Information on the Internet is good for lots of things. I've found my way to numerous local addresses, gotten phone numbers, made dinner reservations, verified spellings--a whole raft of things. But I didn't have nearly as deep an appreciation for the possibilities until I started writing fiction that took my characters to locations I'd never visited.
They say, "write what you know" but what to do when a character insists that he has to go Ojai in search of a witch or that she has to go to Farmington, New Mexico, to meet a cowboy. I've learned to do what my characters ask and sort it all out later, and the Internet makes that possible.
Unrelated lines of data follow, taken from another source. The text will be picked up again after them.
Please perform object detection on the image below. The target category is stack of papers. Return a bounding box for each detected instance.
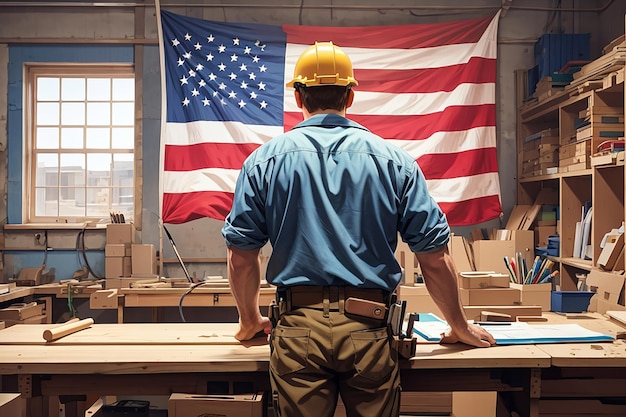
[412,313,614,345]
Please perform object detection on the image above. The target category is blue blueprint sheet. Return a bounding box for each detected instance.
[412,313,615,345]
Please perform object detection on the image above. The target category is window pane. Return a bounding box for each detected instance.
[37,77,59,101]
[112,102,134,125]
[36,103,59,125]
[35,154,58,186]
[61,127,83,149]
[112,78,134,101]
[36,127,59,149]
[60,153,86,176]
[59,188,86,216]
[87,102,110,125]
[61,78,85,101]
[86,193,111,217]
[87,78,111,101]
[112,154,133,185]
[61,102,85,125]
[87,153,111,187]
[111,127,134,149]
[35,188,58,216]
[86,128,110,149]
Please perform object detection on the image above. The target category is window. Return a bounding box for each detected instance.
[25,64,135,223]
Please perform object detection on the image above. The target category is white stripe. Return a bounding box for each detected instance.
[426,172,501,203]
[389,127,496,158]
[285,37,495,74]
[164,120,283,145]
[163,168,239,194]
[284,83,494,115]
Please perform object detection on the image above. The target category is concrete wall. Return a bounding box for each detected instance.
[0,0,625,282]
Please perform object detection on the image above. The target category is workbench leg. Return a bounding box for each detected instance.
[495,368,541,417]
[58,395,87,417]
[117,298,124,323]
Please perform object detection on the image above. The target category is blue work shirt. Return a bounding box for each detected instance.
[222,113,450,292]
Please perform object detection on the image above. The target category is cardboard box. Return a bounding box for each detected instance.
[105,256,132,278]
[0,394,23,416]
[105,243,131,257]
[534,226,557,247]
[471,230,534,275]
[463,305,542,321]
[510,282,552,311]
[397,285,442,317]
[597,233,624,271]
[131,244,158,275]
[106,223,137,244]
[168,393,263,417]
[458,272,510,289]
[459,288,520,306]
[585,269,625,305]
[395,239,420,284]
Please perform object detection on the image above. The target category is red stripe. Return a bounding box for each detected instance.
[164,142,260,171]
[284,104,495,140]
[283,14,495,48]
[162,191,233,223]
[418,148,498,180]
[438,194,502,226]
[354,57,496,94]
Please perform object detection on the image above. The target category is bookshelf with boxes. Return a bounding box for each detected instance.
[517,37,625,304]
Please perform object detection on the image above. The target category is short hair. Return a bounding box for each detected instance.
[295,84,351,113]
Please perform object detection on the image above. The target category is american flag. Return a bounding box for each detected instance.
[159,10,502,226]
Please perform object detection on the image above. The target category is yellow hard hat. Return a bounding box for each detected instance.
[286,41,358,88]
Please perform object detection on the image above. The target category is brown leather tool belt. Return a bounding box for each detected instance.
[277,285,390,319]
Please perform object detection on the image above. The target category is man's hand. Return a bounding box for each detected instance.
[440,322,496,347]
[234,315,272,341]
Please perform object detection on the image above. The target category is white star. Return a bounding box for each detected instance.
[172,38,180,46]
[218,44,226,53]
[258,82,266,90]
[177,58,184,67]
[218,63,226,71]
[230,54,238,62]
[260,100,268,109]
[250,91,258,99]
[194,42,202,50]
[260,44,266,51]
[183,51,192,60]
[199,79,207,87]
[240,81,249,89]
[238,100,246,108]
[188,69,196,77]
[191,88,200,96]
[182,97,190,106]
[207,34,214,43]
[229,72,237,80]
[180,76,189,85]
[212,91,218,97]
[259,65,267,72]
[219,82,227,90]
[239,63,248,71]
[202,97,211,106]
[209,73,217,81]
[184,33,192,41]
[228,90,237,99]
[252,55,260,63]
[220,97,227,105]
[206,53,214,61]
[244,46,252,55]
[196,63,204,71]
[248,72,257,80]
[255,40,261,46]
[233,38,240,45]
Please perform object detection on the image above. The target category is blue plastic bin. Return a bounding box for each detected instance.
[550,291,594,313]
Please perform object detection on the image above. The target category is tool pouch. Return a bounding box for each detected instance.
[344,297,388,319]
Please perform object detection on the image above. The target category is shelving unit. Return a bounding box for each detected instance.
[517,47,625,291]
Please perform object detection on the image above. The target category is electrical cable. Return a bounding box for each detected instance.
[178,280,214,323]
[75,228,104,280]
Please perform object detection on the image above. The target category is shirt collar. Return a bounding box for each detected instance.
[292,113,370,132]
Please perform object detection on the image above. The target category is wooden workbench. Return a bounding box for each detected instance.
[0,314,626,417]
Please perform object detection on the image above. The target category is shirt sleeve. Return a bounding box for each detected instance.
[221,161,269,250]
[397,162,451,253]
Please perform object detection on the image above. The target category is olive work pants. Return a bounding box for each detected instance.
[269,306,401,417]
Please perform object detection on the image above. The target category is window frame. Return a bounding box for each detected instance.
[24,63,136,224]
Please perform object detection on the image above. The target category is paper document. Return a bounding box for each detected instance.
[412,313,614,345]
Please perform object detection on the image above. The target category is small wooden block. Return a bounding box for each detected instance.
[480,311,512,322]
[516,315,548,322]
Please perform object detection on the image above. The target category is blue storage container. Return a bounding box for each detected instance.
[534,33,591,79]
[550,291,594,313]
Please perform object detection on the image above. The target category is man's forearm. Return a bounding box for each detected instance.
[227,246,262,324]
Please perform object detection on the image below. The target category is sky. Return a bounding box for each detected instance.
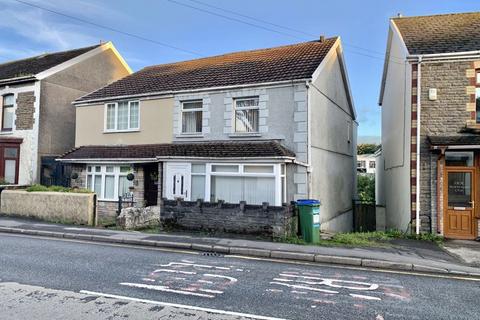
[1,0,479,143]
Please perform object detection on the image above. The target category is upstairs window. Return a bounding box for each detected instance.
[2,94,14,131]
[476,71,480,123]
[181,101,203,134]
[234,97,259,133]
[105,101,139,132]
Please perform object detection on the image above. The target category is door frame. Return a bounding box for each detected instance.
[165,162,191,201]
[443,166,477,239]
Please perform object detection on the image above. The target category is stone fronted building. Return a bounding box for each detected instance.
[0,43,131,185]
[378,12,480,239]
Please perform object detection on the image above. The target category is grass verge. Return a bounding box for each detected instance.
[277,230,444,247]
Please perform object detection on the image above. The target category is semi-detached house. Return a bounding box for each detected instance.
[60,37,357,231]
[0,43,131,186]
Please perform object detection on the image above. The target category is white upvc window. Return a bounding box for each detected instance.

In my first novel, Jake found out that a member of a Wiccan community who lived in Ojai could help him find the woman who had bewitched him (literally). So I visited the Ojai Chamber of Commerce, found Jake a motel that would take him and his cat Sadie, a place for him to go and meditate early in the morning, and an apartment on Craig's List for the fellow who had the information. I had visual images of all these places and so while I couldn't describe the feeling of the place, I could certainly describe the scenes.
In the second novel I'm writing now, Friday I sorted out the best route for Ellie to take from Farmington to Chama, found her a curious place to stay, named the highways out of town, even told her what to order off a menu in a local restaurant and where to while away an hour or two (gave her a choice of public library or little galleries).
In the middle of the 19th century, travel books and fiction set in exotic places were very popular: they were called "armchair" literature and the writers visited those places and then described them for the reader. The Internet allows me to be an mouse-click writer and have a much broader world for my characters to venture out into.